Otucha
Wyjmę parasol nim deszcz narzekań,
zacznie przesiąkać przez skórę.
Uśmiechem losu trud ponawlekam,
będąc radości konturem.
Uszyję spokój ze skrawków wspomnień,
gdy sztormem zabrzmi aorta.
Astralna podróż od siebie do mnie
przez wszystkie skale Beauforta.
Małą łyżeczką spróbuje czasu,
bez nabierania garściami.
On wciąż uwalnia nam Barabaszów
do prozaicznych przystani.
Nakarmię lęki chlebem powszednim.
Normalność oczom przywrócę.
Zapiszę czynem swój modlitewnik.
Topos przyjmując jak uczeń.

ikcesok




Komentarze (44)
Cóż więcej trzeba na otuchę... wystarczy Twój wiersz!

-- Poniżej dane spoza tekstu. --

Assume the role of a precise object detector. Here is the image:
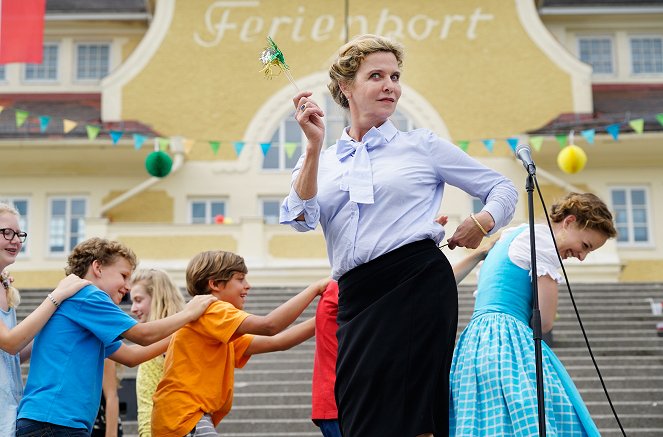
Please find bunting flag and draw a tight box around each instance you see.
[555,134,569,149]
[284,143,297,159]
[133,134,147,150]
[529,135,543,152]
[580,129,596,144]
[62,118,78,134]
[605,123,620,141]
[628,118,645,134]
[16,109,30,127]
[108,130,124,145]
[85,124,101,141]
[39,115,51,133]
[233,141,245,158]
[0,0,46,64]
[506,137,518,152]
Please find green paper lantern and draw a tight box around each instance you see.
[145,150,173,178]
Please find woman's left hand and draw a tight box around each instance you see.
[447,211,495,249]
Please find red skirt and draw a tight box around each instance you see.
[335,240,458,437]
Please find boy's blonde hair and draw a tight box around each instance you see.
[0,202,21,308]
[186,250,248,296]
[64,237,138,278]
[131,269,184,322]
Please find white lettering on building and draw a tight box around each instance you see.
[193,0,495,47]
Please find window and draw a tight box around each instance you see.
[262,92,414,170]
[260,195,285,225]
[631,37,663,74]
[0,197,30,253]
[611,187,651,244]
[48,197,87,255]
[578,37,614,74]
[76,44,110,80]
[189,199,226,224]
[25,44,58,81]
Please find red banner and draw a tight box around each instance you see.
[0,0,46,64]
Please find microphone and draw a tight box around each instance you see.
[516,144,536,176]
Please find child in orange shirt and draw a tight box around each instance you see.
[152,250,329,437]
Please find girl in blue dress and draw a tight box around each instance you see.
[449,193,617,437]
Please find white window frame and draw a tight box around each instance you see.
[258,198,286,225]
[610,185,654,248]
[46,195,89,257]
[187,197,229,225]
[72,41,113,83]
[576,34,619,77]
[260,91,416,172]
[628,34,663,77]
[23,42,62,84]
[0,194,32,256]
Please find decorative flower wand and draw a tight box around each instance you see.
[260,37,299,91]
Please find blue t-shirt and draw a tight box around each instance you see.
[18,285,136,431]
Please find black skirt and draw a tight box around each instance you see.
[335,240,458,437]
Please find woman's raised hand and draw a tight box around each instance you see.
[292,91,325,154]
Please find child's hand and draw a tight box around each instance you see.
[315,276,331,296]
[184,294,218,321]
[52,273,91,302]
[435,215,449,226]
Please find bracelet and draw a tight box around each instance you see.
[470,214,488,237]
[47,293,60,308]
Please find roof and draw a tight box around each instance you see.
[46,0,147,15]
[0,94,160,139]
[527,84,663,135]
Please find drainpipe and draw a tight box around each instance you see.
[99,137,184,217]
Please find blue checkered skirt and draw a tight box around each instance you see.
[449,313,600,437]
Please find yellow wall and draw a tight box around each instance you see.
[102,190,174,223]
[117,235,237,260]
[122,0,573,160]
[269,234,327,258]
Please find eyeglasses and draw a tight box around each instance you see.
[0,228,28,243]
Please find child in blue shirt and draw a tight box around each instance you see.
[16,238,215,436]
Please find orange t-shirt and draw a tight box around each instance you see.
[152,301,253,437]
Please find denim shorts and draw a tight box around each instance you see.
[16,419,90,437]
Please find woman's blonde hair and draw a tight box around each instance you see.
[327,34,405,109]
[550,193,617,238]
[186,250,248,296]
[131,269,184,322]
[0,202,21,308]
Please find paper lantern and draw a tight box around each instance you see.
[557,144,587,174]
[145,150,173,178]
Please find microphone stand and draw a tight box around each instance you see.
[525,172,546,437]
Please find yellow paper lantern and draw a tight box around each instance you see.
[557,144,587,174]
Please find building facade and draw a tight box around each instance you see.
[0,0,663,288]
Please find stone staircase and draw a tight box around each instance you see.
[19,283,663,437]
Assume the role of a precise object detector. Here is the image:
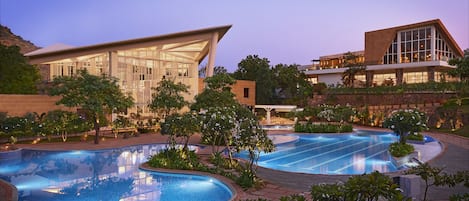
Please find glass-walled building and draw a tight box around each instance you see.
[305,19,464,86]
[25,26,231,114]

"Zapiszę czynem swój modlitewnik.
Topos przyjmując jak uczeń".
Piękna, dojrzała poezja!
Serdeczności przesyłam
i tak trzeba trzymać!!!
nietuzinkowo piszesz, i te metafory
zostawiam podobanie
ponoć chcieć to móc a otucha pozwala myśleć
pozytywnie; wierzyć, że będzie lepiej i sprawy potoczą
się po naszej myśli
pozdrawiam serdecznie
Wspaniały wiersz. Zwłaszcza spodobało mi się - małą
łyżeczką spróbuję czasu, I - nakarmię lęki chlebem
powszednim.
Pozdrawiam serdecznie.
Świetne zatrzymują wersy
Jak zawsze mistrzostwo! Pozdrawiam
ciepło :)
Wspaniały wiersz, bo z nutą nadziei, serdecznie
pozdrawiam :)
Krystianie, Twoja poezja zawsze mnie zatrzymuje i
zachwyca. Bardzo dobry wiersz i przekaz. Pozdrawiam
ciepło :)
Dobry jestes Ikcesok! Bardzo :)
Tresc, metafory... juz wczesniej wspominalem,
nietuzinkowe!
Pozdrawiam z duzym podobaniem :)
Dziękuję za obecność i komentarze...
Molica a tobie dodatkowo za prywatne wskazówki... to
bardzo cenne lekcje dla mnie...
Pozdrawiam serdecznie Poetów...
bardzo ładny wiersz ...z dobrą refleksją ... ja nigdy
nie narzekam ...dlatego mam za co Bogu dziękować ...
Witam,
interesujący tekst z nie zawsze jednoznacznymi
porównaniami.
Jednak urzeka ich bogactwo i niepowtarzalność.
Po ostatniej kosmetyce wiersz zyskał na
poprawności i wartości.
Uśmiech i pozdrowienia /+/.
Świetny wiersz, a i mnie metafory urzekły.
Pozdrawiam serdecznie :)
Samo życie. Pozytywne, ironiczne nastawienie do
otaczającej nas smutnej rzeczywistości obdarza wiarą,
że jutro może być lepsze, ciekawsze w miarę normalne.
A jakie będzie? Pożyjemy, zobaczymy. Może za naszego
życia a jak nie to z drugiej strony lustra o ile ona
istnieje.
Bardzo fajne, ciekawe rozważania
- za jakość wiersza tylko chwalić.
Serdecznie pozdrawiam życząc miłej niedzieli :)
Bardzo mi się podobają te zgrabne rozważania!